I bought the Extended Text plugin from the marketplace and that too doesn’t work in a content only packaged game.
[MENTION=1345]Ben Marsh[/MENTION]
So it’s been a while, but I don’t suppose there’s been any further steps in this direction recently? It’d be so good to shed the compiling requirement completely for plugins.
I recently released a game on Steam and needed some plugins to fill the Steamworks void in the stock BP nodes. It’s good that you only need VS installed for the plugins to work, but for me it meant I now technically had a “code project” (in that I could no longer deploy to iOS without acquiring a Mac, and having to build from a Mac meant I ended up having to compile from full source, meaning if I need to upgrade engines for updated SDK support or something, I’ll have to merge code without really knowing what I’m doing)…
Afraid not; we did put some more work into hybrid monolithic builds, but ran into a limit of 65,535 exported symbols from a single binary on Windows (yes, that is a lot. :)). The alternative would be to use non-monolithic games, which is what UT does for mod support. It comes with a performance penalty though, so I’m not sure it’s something we’d want to enable by default.
Hi Ben, how much performance penalty we’re talking here? I always like to try monolithic build since I noticed that’s UT is using.
I don’t actually have any hard numbers, it’s just an assumption on my part. It’s definitely something we should measure.
So just want to make sure - it is impossible to deploy to device from windows on a bp-only project if you are using a plugin, correct?

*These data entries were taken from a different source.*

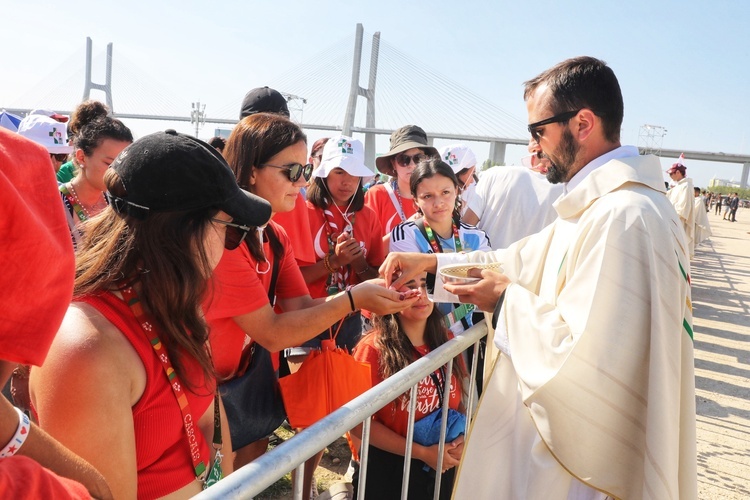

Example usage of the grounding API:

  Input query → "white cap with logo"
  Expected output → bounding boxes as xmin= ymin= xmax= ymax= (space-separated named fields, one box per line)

xmin=18 ymin=115 xmax=73 ymax=154
xmin=312 ymin=135 xmax=374 ymax=177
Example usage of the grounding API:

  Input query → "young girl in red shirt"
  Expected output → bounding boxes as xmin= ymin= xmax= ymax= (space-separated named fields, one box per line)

xmin=352 ymin=274 xmax=466 ymax=499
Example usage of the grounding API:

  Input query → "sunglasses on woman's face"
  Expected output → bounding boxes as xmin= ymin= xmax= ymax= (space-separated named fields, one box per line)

xmin=211 ymin=217 xmax=252 ymax=250
xmin=260 ymin=163 xmax=315 ymax=182
xmin=396 ymin=153 xmax=427 ymax=167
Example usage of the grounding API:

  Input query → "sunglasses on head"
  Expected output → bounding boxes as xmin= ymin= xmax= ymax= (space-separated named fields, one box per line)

xmin=260 ymin=163 xmax=315 ymax=182
xmin=396 ymin=153 xmax=427 ymax=167
xmin=211 ymin=217 xmax=252 ymax=250
xmin=528 ymin=109 xmax=581 ymax=143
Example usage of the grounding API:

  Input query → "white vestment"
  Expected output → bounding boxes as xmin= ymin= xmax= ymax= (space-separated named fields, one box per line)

xmin=691 ymin=196 xmax=711 ymax=250
xmin=468 ymin=166 xmax=563 ymax=250
xmin=667 ymin=177 xmax=695 ymax=256
xmin=438 ymin=156 xmax=697 ymax=500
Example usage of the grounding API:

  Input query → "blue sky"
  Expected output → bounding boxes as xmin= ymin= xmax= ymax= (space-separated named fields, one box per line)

xmin=0 ymin=0 xmax=750 ymax=185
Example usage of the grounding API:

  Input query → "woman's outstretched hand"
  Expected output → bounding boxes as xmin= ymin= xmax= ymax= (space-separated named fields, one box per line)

xmin=352 ymin=278 xmax=421 ymax=316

So I have published a plugin recently and got somebody coming back to me complaining exactly about this issue. They can only package for mobile if the plugin is in the project’s folder, doesn’t matter if the project is blueprint or C++.
I can see that this is from 2014 and just wanted to confirm, is this still really a limitation of plugins in Unreal?

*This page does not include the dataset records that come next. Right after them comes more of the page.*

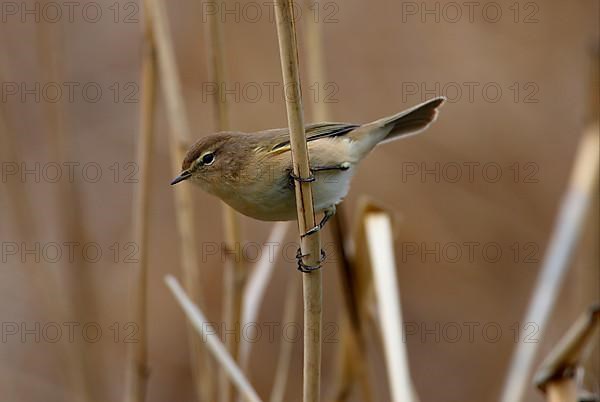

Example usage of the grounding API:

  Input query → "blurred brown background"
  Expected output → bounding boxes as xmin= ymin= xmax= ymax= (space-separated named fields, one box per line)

xmin=0 ymin=0 xmax=600 ymax=402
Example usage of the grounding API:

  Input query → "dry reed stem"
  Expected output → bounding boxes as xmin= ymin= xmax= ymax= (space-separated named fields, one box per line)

xmin=144 ymin=0 xmax=213 ymax=402
xmin=533 ymin=303 xmax=600 ymax=391
xmin=304 ymin=4 xmax=372 ymax=402
xmin=36 ymin=22 xmax=99 ymax=401
xmin=269 ymin=278 xmax=300 ymax=402
xmin=501 ymin=126 xmax=599 ymax=402
xmin=546 ymin=378 xmax=579 ymax=402
xmin=125 ymin=7 xmax=156 ymax=402
xmin=274 ymin=0 xmax=323 ymax=402
xmin=206 ymin=0 xmax=246 ymax=402
xmin=165 ymin=275 xmax=261 ymax=402
xmin=239 ymin=222 xmax=289 ymax=371
xmin=365 ymin=211 xmax=418 ymax=402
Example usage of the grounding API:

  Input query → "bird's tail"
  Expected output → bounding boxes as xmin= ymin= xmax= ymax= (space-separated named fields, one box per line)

xmin=350 ymin=96 xmax=446 ymax=158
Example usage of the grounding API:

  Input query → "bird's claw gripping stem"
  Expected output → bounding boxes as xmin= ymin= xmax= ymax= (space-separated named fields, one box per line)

xmin=296 ymin=248 xmax=327 ymax=274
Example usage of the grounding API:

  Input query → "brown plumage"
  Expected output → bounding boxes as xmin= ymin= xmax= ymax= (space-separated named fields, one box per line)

xmin=172 ymin=98 xmax=445 ymax=221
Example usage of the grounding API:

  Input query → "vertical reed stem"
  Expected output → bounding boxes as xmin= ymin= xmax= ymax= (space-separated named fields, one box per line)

xmin=144 ymin=0 xmax=213 ymax=402
xmin=125 ymin=5 xmax=156 ymax=402
xmin=305 ymin=4 xmax=372 ymax=402
xmin=206 ymin=0 xmax=246 ymax=402
xmin=274 ymin=0 xmax=323 ymax=402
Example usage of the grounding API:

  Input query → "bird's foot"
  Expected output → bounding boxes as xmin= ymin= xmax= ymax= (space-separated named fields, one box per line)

xmin=296 ymin=248 xmax=327 ymax=274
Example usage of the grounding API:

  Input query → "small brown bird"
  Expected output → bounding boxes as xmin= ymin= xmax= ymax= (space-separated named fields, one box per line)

xmin=171 ymin=97 xmax=445 ymax=235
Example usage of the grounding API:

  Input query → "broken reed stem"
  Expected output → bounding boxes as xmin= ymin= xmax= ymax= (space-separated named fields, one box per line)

xmin=304 ymin=0 xmax=372 ymax=402
xmin=365 ymin=211 xmax=418 ymax=402
xmin=501 ymin=122 xmax=599 ymax=402
xmin=36 ymin=21 xmax=94 ymax=401
xmin=269 ymin=278 xmax=300 ymax=402
xmin=165 ymin=275 xmax=261 ymax=402
xmin=274 ymin=0 xmax=323 ymax=402
xmin=125 ymin=9 xmax=156 ymax=402
xmin=206 ymin=0 xmax=246 ymax=402
xmin=546 ymin=378 xmax=579 ymax=402
xmin=239 ymin=222 xmax=290 ymax=371
xmin=144 ymin=0 xmax=213 ymax=402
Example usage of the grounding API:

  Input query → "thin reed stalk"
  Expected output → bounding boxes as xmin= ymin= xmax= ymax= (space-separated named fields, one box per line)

xmin=124 ymin=7 xmax=156 ymax=402
xmin=36 ymin=21 xmax=94 ymax=401
xmin=274 ymin=0 xmax=323 ymax=402
xmin=165 ymin=275 xmax=261 ymax=402
xmin=304 ymin=4 xmax=372 ymax=402
xmin=269 ymin=278 xmax=300 ymax=402
xmin=144 ymin=0 xmax=213 ymax=402
xmin=501 ymin=126 xmax=600 ymax=402
xmin=206 ymin=0 xmax=246 ymax=402
xmin=365 ymin=211 xmax=418 ymax=402
xmin=239 ymin=222 xmax=290 ymax=371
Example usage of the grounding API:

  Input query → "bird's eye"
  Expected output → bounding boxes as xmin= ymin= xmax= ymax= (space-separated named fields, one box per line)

xmin=201 ymin=152 xmax=215 ymax=166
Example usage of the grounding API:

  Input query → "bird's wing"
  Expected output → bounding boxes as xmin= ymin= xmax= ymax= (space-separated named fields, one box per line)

xmin=269 ymin=123 xmax=359 ymax=153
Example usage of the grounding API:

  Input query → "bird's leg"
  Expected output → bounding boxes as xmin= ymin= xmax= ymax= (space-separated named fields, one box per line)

xmin=310 ymin=162 xmax=350 ymax=172
xmin=296 ymin=209 xmax=335 ymax=273
xmin=289 ymin=162 xmax=350 ymax=184
xmin=301 ymin=205 xmax=335 ymax=237
xmin=296 ymin=248 xmax=327 ymax=274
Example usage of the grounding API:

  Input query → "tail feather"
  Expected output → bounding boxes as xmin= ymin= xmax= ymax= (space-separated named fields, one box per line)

xmin=348 ymin=96 xmax=446 ymax=158
xmin=378 ymin=97 xmax=446 ymax=143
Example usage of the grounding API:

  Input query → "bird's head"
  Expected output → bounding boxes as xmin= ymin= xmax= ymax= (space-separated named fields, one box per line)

xmin=171 ymin=133 xmax=242 ymax=187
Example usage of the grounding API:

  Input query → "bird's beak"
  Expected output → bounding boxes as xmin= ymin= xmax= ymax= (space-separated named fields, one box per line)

xmin=171 ymin=170 xmax=192 ymax=186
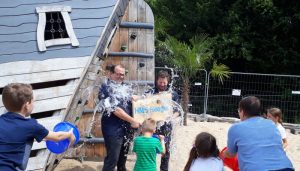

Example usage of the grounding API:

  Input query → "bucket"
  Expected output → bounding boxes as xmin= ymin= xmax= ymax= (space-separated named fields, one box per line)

xmin=152 ymin=134 xmax=168 ymax=143
xmin=46 ymin=122 xmax=80 ymax=154
xmin=220 ymin=147 xmax=239 ymax=171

So, it’s year 2021 and we are in version 4.26. I am guessing this is still not a thing?
2023 here. I got a plugin from Marketplace and after a few hours of fighting with it I finally managed to get it included in the packaked game. This was in UE 5.2 built from source. I did the following:
- Copy the plugin folder to Engine/Plugins/Marketplace
- Create a C++ class to convert the project from BP to C++
- Rebuild the Engine
- Go to ProjectName/Source/ProjectName/
- Open ProjectName.build.cs
- Add plugin names PublicDependencies. In my case it was like this: “PublicDependencyModuleNames.AddRange(new string[] { “Core”, “CoreUObject”, “Engine”, “InputCore”, “UINavigation”, “NiagaraUIRenderer” });”
NOTE: You can find the plugin name by navigating to the plugin folder and opening the .uplugin file in your IDE - Rebuild the project in your IDE
After these steps I packaked the game and plugins got included.

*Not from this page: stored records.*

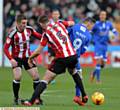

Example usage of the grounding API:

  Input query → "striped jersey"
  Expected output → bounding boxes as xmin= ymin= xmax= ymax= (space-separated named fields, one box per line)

xmin=4 ymin=26 xmax=42 ymax=59
xmin=40 ymin=21 xmax=76 ymax=58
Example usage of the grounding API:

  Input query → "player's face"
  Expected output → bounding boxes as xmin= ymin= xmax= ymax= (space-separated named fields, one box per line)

xmin=99 ymin=11 xmax=107 ymax=21
xmin=52 ymin=11 xmax=60 ymax=21
xmin=87 ymin=22 xmax=94 ymax=30
xmin=40 ymin=23 xmax=48 ymax=30
xmin=16 ymin=19 xmax=27 ymax=31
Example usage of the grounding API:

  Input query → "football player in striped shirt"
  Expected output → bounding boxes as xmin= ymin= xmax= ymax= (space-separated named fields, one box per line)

xmin=23 ymin=16 xmax=88 ymax=106
xmin=4 ymin=14 xmax=41 ymax=105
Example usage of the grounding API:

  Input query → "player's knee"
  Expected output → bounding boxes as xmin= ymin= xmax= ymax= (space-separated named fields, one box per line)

xmin=68 ymin=68 xmax=74 ymax=75
xmin=101 ymin=64 xmax=105 ymax=68
xmin=32 ymin=73 xmax=39 ymax=80
xmin=13 ymin=79 xmax=21 ymax=83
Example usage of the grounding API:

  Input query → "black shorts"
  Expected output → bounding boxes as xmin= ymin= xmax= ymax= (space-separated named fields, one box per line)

xmin=48 ymin=55 xmax=77 ymax=74
xmin=13 ymin=58 xmax=36 ymax=70
xmin=48 ymin=47 xmax=55 ymax=57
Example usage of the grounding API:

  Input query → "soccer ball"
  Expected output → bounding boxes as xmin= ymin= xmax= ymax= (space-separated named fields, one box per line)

xmin=92 ymin=92 xmax=105 ymax=105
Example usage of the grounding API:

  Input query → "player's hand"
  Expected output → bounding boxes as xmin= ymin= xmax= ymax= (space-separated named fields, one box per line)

xmin=10 ymin=59 xmax=18 ymax=67
xmin=28 ymin=58 xmax=33 ymax=67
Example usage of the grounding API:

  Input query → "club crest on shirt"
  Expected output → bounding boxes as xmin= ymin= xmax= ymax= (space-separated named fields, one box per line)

xmin=6 ymin=38 xmax=11 ymax=44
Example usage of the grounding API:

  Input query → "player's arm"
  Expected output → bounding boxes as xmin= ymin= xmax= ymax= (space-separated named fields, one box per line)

xmin=4 ymin=37 xmax=17 ymax=67
xmin=28 ymin=34 xmax=48 ymax=65
xmin=81 ymin=33 xmax=92 ymax=54
xmin=110 ymin=22 xmax=119 ymax=37
xmin=26 ymin=26 xmax=42 ymax=40
xmin=4 ymin=37 xmax=13 ymax=60
xmin=61 ymin=21 xmax=75 ymax=27
xmin=32 ymin=29 xmax=42 ymax=40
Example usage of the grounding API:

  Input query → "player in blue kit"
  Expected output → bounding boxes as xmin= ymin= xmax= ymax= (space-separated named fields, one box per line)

xmin=68 ymin=18 xmax=94 ymax=105
xmin=90 ymin=11 xmax=118 ymax=83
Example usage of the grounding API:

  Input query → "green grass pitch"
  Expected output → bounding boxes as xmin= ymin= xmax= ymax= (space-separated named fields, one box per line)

xmin=0 ymin=67 xmax=120 ymax=110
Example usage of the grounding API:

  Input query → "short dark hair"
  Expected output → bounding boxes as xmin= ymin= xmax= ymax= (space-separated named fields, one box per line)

xmin=51 ymin=8 xmax=60 ymax=13
xmin=83 ymin=17 xmax=95 ymax=23
xmin=15 ymin=14 xmax=27 ymax=22
xmin=38 ymin=15 xmax=49 ymax=23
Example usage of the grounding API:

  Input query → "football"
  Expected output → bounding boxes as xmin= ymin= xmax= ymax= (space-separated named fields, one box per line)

xmin=92 ymin=92 xmax=105 ymax=105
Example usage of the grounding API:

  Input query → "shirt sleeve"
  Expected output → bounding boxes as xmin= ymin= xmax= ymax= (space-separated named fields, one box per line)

xmin=4 ymin=37 xmax=13 ymax=60
xmin=40 ymin=34 xmax=48 ymax=47
xmin=109 ymin=22 xmax=119 ymax=36
xmin=32 ymin=29 xmax=42 ymax=40
xmin=60 ymin=21 xmax=69 ymax=27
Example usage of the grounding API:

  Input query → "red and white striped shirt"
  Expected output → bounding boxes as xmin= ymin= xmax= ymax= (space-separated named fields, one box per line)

xmin=4 ymin=26 xmax=42 ymax=59
xmin=41 ymin=21 xmax=76 ymax=58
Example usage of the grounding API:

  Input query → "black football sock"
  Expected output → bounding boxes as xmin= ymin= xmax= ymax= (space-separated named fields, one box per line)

xmin=72 ymin=73 xmax=86 ymax=97
xmin=33 ymin=79 xmax=40 ymax=98
xmin=30 ymin=82 xmax=47 ymax=103
xmin=12 ymin=80 xmax=20 ymax=99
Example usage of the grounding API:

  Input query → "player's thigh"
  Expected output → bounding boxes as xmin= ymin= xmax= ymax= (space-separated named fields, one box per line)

xmin=27 ymin=67 xmax=39 ymax=80
xmin=13 ymin=67 xmax=22 ymax=80
xmin=67 ymin=55 xmax=78 ymax=74
xmin=43 ymin=70 xmax=57 ymax=83
xmin=48 ymin=58 xmax=66 ymax=74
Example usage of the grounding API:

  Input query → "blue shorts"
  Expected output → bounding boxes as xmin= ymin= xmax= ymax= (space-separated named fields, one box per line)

xmin=94 ymin=47 xmax=107 ymax=61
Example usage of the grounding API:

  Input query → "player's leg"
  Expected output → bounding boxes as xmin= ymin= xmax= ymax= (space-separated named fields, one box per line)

xmin=12 ymin=59 xmax=22 ymax=105
xmin=48 ymin=46 xmax=56 ymax=84
xmin=23 ymin=59 xmax=65 ymax=106
xmin=73 ymin=58 xmax=82 ymax=104
xmin=67 ymin=56 xmax=88 ymax=105
xmin=96 ymin=50 xmax=107 ymax=84
xmin=90 ymin=47 xmax=103 ymax=82
xmin=23 ymin=58 xmax=43 ymax=105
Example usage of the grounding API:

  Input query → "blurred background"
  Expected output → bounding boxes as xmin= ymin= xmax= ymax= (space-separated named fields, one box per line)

xmin=0 ymin=0 xmax=120 ymax=67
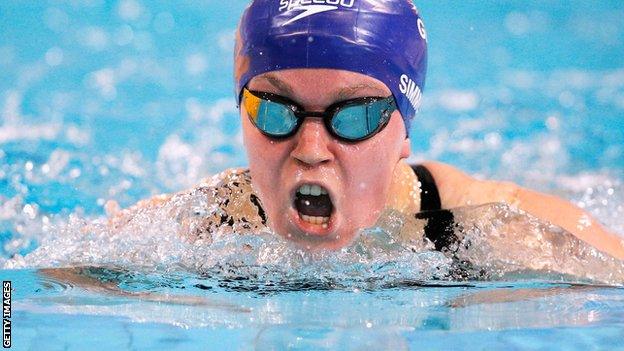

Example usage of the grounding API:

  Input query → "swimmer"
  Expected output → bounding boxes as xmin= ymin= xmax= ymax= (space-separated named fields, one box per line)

xmin=106 ymin=0 xmax=624 ymax=272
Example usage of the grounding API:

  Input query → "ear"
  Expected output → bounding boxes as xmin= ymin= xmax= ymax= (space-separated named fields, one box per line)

xmin=401 ymin=138 xmax=412 ymax=159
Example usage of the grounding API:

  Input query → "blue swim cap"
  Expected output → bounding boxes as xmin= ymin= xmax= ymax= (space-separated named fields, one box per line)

xmin=234 ymin=0 xmax=427 ymax=135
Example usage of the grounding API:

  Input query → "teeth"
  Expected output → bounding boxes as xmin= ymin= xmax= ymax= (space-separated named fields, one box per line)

xmin=298 ymin=184 xmax=327 ymax=196
xmin=300 ymin=214 xmax=329 ymax=228
xmin=310 ymin=185 xmax=321 ymax=196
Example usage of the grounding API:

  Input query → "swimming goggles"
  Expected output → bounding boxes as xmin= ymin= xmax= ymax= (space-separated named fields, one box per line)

xmin=242 ymin=88 xmax=397 ymax=142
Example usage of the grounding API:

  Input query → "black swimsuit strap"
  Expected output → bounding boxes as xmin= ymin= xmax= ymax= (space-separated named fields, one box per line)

xmin=412 ymin=165 xmax=456 ymax=250
xmin=412 ymin=165 xmax=442 ymax=211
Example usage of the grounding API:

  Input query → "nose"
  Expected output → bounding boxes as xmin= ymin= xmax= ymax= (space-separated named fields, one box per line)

xmin=290 ymin=117 xmax=334 ymax=166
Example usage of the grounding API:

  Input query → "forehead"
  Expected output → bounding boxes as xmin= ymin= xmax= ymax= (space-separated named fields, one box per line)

xmin=249 ymin=69 xmax=390 ymax=100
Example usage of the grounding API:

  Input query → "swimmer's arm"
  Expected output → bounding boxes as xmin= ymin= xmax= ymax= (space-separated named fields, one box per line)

xmin=423 ymin=162 xmax=624 ymax=260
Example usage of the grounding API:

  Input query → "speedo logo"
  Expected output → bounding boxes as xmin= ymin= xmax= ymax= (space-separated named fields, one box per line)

xmin=399 ymin=74 xmax=422 ymax=110
xmin=279 ymin=0 xmax=355 ymax=26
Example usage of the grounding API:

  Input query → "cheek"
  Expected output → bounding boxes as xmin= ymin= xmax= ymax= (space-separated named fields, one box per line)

For UE4.x ONLY there’s another trick, not as easy as adding dummy cpp files but if you insist of not adding files manully…
first create an dummy blueprint.
now,
On Project Settings → Packaging → Blueprints →
set Blueprint Nativization Method to Exclusive.
next add the empty blueprint to the List of blueprint assets to nativize.
it will nativize your empty pb to empty cpp files which in turn force project compilation and therefor plugin compilation.
UE5 has dropped this feature so the only possibility as of now seems like adding dummy cpp files at stated above.
10 years later… still a problem.
Just ran into the issue and took me hours to figure out that the project needs to be c++ in order to include plugins. Why bother even having blueprint only projects as an option if it is impossible to use plugins with them in packaged builds.